Il aura fallu attendre une vingtaine de mois depuis sa sortie japonaise pour voir arriver le nouveau cru du tactical-RPG. Une attente proprement injustifiée face à l'absence de quelconque traduction. A croire que les fans du genre se doivent d'être anglophones.
Le genre T-RPG, pourtant incroyablement affluant au pays du soleil levant, n'en est encore qu'à ses balbutiements chez nous et nombreux sont ceux ayant pu découvrir les bases du système via le très controversé
Final Fantasy Tactics Advance. Un peu faible lorsqu'on compare la qualité de ce dernier avec son grand frère sorti sur Psone ou l'incroyable Bahamut
Lagoon sur Snes. Heureusement, notre culture semble s'étoffer avec le temps notamment grâce au soutien de
Nippon Ichi Software (Disgaea, Makai Kingdom…) et d'éditeurs un peu plus courageux que par le passé.
Atlus fait partie de ceux-ci, malgré le flop qu'a pu subir leur titre sur sa terre natale. Le casting était pourtant de haut niveau avec Ryô Mizuno (Chroniques de la guerre de Lodoss) au scénario, Shigeki Soejima (Persona) au
chara-design et Hitoshi Sakimoto pour l'OST, un petit gars ayant « seulement » œuvré pour des titres comme
Vagrant Story,
Radiant Silvergun ou
Final Fantasy XII. Comment expliquer alors le misérable score dans les charts ? Un trop-plein de classicisme peut-être ?
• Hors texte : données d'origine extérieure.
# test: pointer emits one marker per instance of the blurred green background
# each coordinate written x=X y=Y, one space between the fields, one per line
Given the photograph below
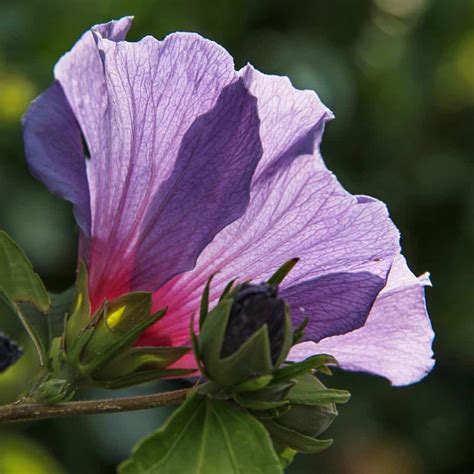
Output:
x=399 y=75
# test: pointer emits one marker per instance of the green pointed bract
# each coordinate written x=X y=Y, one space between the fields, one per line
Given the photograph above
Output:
x=81 y=310
x=205 y=436
x=119 y=325
x=282 y=272
x=250 y=362
x=299 y=368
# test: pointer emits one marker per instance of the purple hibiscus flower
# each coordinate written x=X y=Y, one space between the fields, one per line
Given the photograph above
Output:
x=179 y=167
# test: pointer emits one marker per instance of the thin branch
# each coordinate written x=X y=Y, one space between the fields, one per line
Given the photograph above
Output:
x=37 y=411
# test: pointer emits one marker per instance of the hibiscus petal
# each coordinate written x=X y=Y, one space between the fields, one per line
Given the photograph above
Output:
x=334 y=304
x=297 y=209
x=173 y=135
x=395 y=341
x=55 y=152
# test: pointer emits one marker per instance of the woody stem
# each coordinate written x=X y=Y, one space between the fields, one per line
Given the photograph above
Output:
x=37 y=411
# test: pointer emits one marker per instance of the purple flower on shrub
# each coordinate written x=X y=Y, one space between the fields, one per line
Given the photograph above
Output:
x=178 y=167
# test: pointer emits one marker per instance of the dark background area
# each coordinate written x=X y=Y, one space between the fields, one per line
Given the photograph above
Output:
x=399 y=75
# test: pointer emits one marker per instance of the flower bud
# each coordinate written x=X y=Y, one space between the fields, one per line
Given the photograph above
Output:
x=254 y=306
x=247 y=335
x=9 y=352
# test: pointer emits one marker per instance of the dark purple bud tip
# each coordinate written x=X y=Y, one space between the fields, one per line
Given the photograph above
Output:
x=9 y=352
x=254 y=306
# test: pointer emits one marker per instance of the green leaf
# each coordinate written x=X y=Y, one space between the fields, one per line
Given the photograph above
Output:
x=252 y=404
x=282 y=272
x=20 y=284
x=299 y=368
x=286 y=456
x=51 y=326
x=137 y=359
x=206 y=436
x=18 y=281
x=254 y=384
x=294 y=440
x=299 y=331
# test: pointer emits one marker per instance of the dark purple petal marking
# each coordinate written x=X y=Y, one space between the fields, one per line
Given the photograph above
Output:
x=336 y=303
x=55 y=151
x=207 y=190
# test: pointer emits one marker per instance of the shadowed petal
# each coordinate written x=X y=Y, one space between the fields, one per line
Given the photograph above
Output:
x=336 y=303
x=55 y=152
x=179 y=169
x=396 y=340
x=297 y=209
x=173 y=136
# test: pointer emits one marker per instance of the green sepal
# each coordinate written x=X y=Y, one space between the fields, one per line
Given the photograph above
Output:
x=274 y=392
x=254 y=384
x=136 y=359
x=282 y=272
x=206 y=435
x=118 y=326
x=311 y=411
x=298 y=368
x=253 y=358
x=286 y=456
x=288 y=338
x=294 y=440
x=80 y=316
x=299 y=331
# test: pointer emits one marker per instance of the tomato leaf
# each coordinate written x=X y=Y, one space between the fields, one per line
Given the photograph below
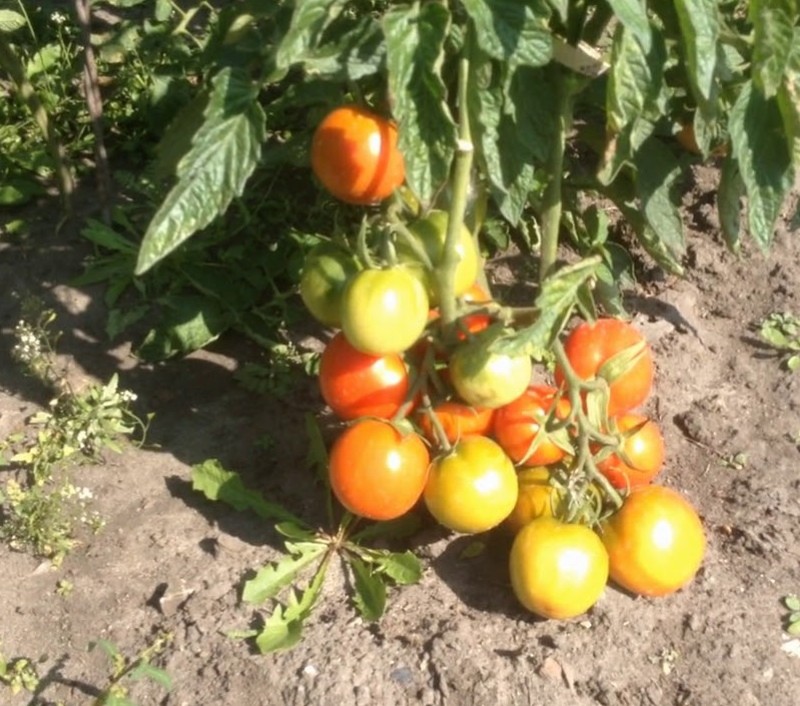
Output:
x=775 y=40
x=729 y=202
x=764 y=157
x=309 y=21
x=555 y=302
x=515 y=31
x=658 y=172
x=700 y=29
x=415 y=37
x=633 y=15
x=271 y=579
x=224 y=152
x=217 y=483
x=634 y=99
x=370 y=590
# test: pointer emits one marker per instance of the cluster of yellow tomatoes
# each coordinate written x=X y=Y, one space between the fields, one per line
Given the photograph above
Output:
x=440 y=416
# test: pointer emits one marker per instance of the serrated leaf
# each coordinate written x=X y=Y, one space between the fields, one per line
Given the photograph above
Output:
x=558 y=296
x=278 y=633
x=415 y=37
x=657 y=174
x=403 y=568
x=309 y=20
x=764 y=159
x=633 y=100
x=271 y=579
x=11 y=21
x=773 y=37
x=217 y=483
x=512 y=31
x=633 y=15
x=154 y=674
x=700 y=28
x=225 y=151
x=370 y=590
x=729 y=202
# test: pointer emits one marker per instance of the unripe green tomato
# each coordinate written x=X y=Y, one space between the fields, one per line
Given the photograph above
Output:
x=430 y=233
x=326 y=271
x=483 y=378
x=384 y=311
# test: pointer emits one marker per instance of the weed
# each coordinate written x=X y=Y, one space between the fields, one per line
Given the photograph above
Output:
x=781 y=331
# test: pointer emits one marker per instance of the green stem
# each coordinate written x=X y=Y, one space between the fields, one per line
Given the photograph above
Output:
x=552 y=200
x=462 y=165
x=12 y=65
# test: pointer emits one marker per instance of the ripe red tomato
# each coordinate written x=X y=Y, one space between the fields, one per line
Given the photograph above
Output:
x=591 y=345
x=354 y=154
x=644 y=450
x=557 y=570
x=354 y=384
x=473 y=488
x=655 y=541
x=326 y=270
x=519 y=426
x=430 y=233
x=376 y=471
x=384 y=311
x=457 y=419
x=487 y=379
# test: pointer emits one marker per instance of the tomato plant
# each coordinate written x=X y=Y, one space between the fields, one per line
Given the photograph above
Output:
x=484 y=378
x=376 y=471
x=616 y=352
x=642 y=453
x=473 y=488
x=355 y=384
x=429 y=235
x=457 y=420
x=354 y=154
x=520 y=427
x=327 y=269
x=557 y=570
x=384 y=311
x=537 y=497
x=655 y=541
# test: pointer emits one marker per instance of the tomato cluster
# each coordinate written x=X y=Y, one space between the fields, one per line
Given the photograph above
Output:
x=440 y=415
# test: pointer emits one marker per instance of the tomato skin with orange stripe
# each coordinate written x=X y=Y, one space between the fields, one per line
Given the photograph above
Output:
x=354 y=154
x=376 y=471
x=655 y=541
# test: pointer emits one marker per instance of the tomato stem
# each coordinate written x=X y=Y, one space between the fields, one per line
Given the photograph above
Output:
x=552 y=198
x=462 y=165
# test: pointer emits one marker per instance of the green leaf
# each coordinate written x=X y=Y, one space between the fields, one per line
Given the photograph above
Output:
x=764 y=159
x=358 y=53
x=699 y=22
x=216 y=483
x=513 y=31
x=145 y=670
x=309 y=21
x=278 y=632
x=773 y=37
x=729 y=202
x=11 y=21
x=634 y=100
x=657 y=174
x=555 y=302
x=271 y=579
x=633 y=15
x=224 y=152
x=415 y=37
x=370 y=590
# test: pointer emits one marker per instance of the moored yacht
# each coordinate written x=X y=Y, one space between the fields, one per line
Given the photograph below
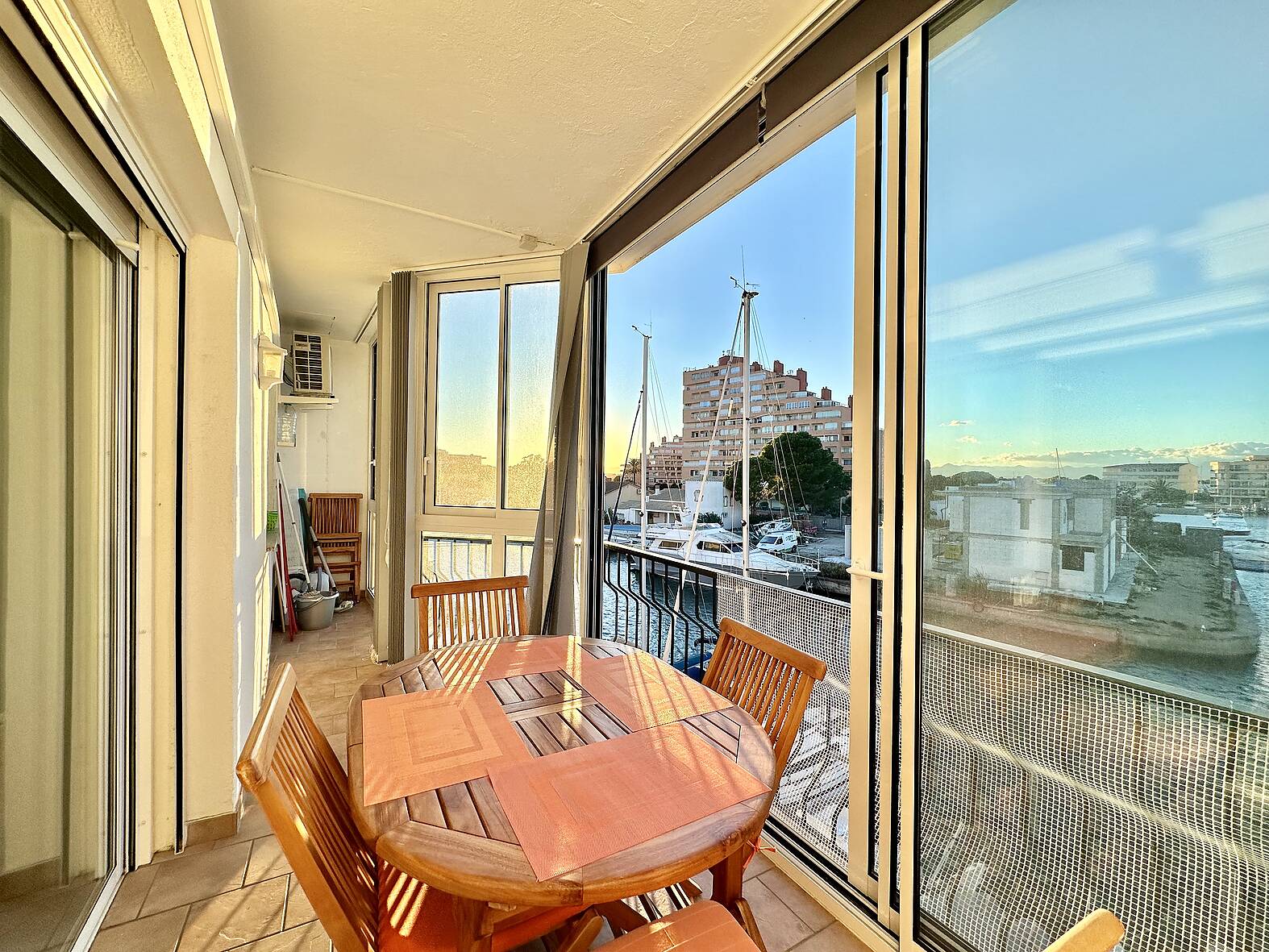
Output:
x=1229 y=523
x=718 y=549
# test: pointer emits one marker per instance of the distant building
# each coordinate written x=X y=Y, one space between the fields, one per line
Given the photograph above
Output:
x=780 y=402
x=665 y=464
x=1242 y=483
x=1059 y=537
x=1184 y=476
x=663 y=508
x=711 y=497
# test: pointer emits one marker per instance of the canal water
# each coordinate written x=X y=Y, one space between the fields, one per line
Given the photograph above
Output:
x=1240 y=682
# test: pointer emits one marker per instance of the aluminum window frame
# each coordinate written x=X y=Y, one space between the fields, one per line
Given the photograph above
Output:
x=497 y=522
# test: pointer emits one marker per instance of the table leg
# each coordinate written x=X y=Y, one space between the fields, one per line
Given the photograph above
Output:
x=470 y=933
x=729 y=892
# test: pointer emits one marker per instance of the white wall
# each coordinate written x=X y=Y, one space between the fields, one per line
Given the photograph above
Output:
x=333 y=451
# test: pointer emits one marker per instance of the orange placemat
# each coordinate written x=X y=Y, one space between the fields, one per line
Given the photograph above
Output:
x=479 y=662
x=431 y=739
x=643 y=692
x=590 y=802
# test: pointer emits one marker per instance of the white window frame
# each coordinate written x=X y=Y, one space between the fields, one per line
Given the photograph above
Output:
x=497 y=523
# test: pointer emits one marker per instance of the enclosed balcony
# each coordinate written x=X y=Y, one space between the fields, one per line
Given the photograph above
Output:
x=780 y=476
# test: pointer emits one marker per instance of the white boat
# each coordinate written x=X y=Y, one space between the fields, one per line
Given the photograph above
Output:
x=714 y=547
x=1229 y=523
x=780 y=541
x=1249 y=555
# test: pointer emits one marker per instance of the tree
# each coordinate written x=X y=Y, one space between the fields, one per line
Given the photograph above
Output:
x=1161 y=492
x=1132 y=510
x=795 y=468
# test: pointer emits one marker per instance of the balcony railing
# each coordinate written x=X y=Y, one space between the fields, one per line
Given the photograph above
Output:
x=1047 y=788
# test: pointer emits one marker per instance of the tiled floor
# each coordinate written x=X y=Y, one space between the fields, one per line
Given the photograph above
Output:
x=239 y=892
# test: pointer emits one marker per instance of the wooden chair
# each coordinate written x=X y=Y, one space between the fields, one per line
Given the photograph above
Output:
x=1099 y=931
x=363 y=903
x=335 y=513
x=773 y=683
x=768 y=680
x=702 y=927
x=705 y=927
x=335 y=525
x=453 y=612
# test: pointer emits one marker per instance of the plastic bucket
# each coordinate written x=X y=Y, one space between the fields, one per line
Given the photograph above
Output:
x=315 y=611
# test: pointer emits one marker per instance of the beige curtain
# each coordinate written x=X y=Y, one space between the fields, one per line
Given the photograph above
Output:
x=557 y=580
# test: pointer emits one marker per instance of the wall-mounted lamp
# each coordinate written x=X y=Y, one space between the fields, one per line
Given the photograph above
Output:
x=271 y=360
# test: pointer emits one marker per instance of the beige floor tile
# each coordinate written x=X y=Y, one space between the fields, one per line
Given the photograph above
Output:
x=190 y=879
x=154 y=933
x=835 y=938
x=780 y=928
x=267 y=861
x=235 y=918
x=131 y=895
x=758 y=866
x=300 y=910
x=303 y=938
x=792 y=895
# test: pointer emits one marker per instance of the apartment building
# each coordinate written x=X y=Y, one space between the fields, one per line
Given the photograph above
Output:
x=1242 y=481
x=665 y=464
x=1183 y=476
x=780 y=402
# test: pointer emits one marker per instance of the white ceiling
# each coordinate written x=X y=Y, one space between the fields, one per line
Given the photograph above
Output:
x=514 y=116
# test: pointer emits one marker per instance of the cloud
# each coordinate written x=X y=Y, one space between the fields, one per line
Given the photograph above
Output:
x=1090 y=459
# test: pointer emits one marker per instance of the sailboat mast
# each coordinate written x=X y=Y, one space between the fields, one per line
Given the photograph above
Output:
x=747 y=296
x=643 y=455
Le brouillard, c'est le mal
En paix apparente, le continent de Solum est sur le point d'être anéanti à jamais par un cataclysme mortel : le miasme, un brouillard maudit tuant quiconque s'y aventure. Face à cet ennemi invincible, le peuple a rapidement cédé à la folie avant de se réfugier dans les bras d'un groupuscule religieux nommé Aeque, qui prône la paix intérieure en prêchant que la mort n'est qu'une étape et qu'il vaut mieux l'attendre paisiblement plutôt que de la fuir sans cesse (et inutilement). Seulement, face à ce désespoir masqué, le seigneur Dignus prend possession des terres de ce monde en assouvissant ce peuple devenu décadent à ses yeux tout en tentant de trouver le moyen de faire reculer le brouillard. Vous incarnez Spero, un jeune combattant au service de l'empire depuis que son maître a été contraint d'offrir ses talents d'alchimiste à ses derniers. Indéfiniment, vous vous devez de parcourir le monde pour chasser des sortes d'esprits et d'en aspirer l'essence qui servira d'énergie pour les expériences contre le miasme. Un destin qui changera de route lorsque le héros décidera de tourner le dos à l'empire en constatant la perfidie de ses généraux et surtout en apprenant par un mystérieux shaman qu'il existe un moyen moins cruel que l'annihilation des « pauvres » esprits pour sauver le monde.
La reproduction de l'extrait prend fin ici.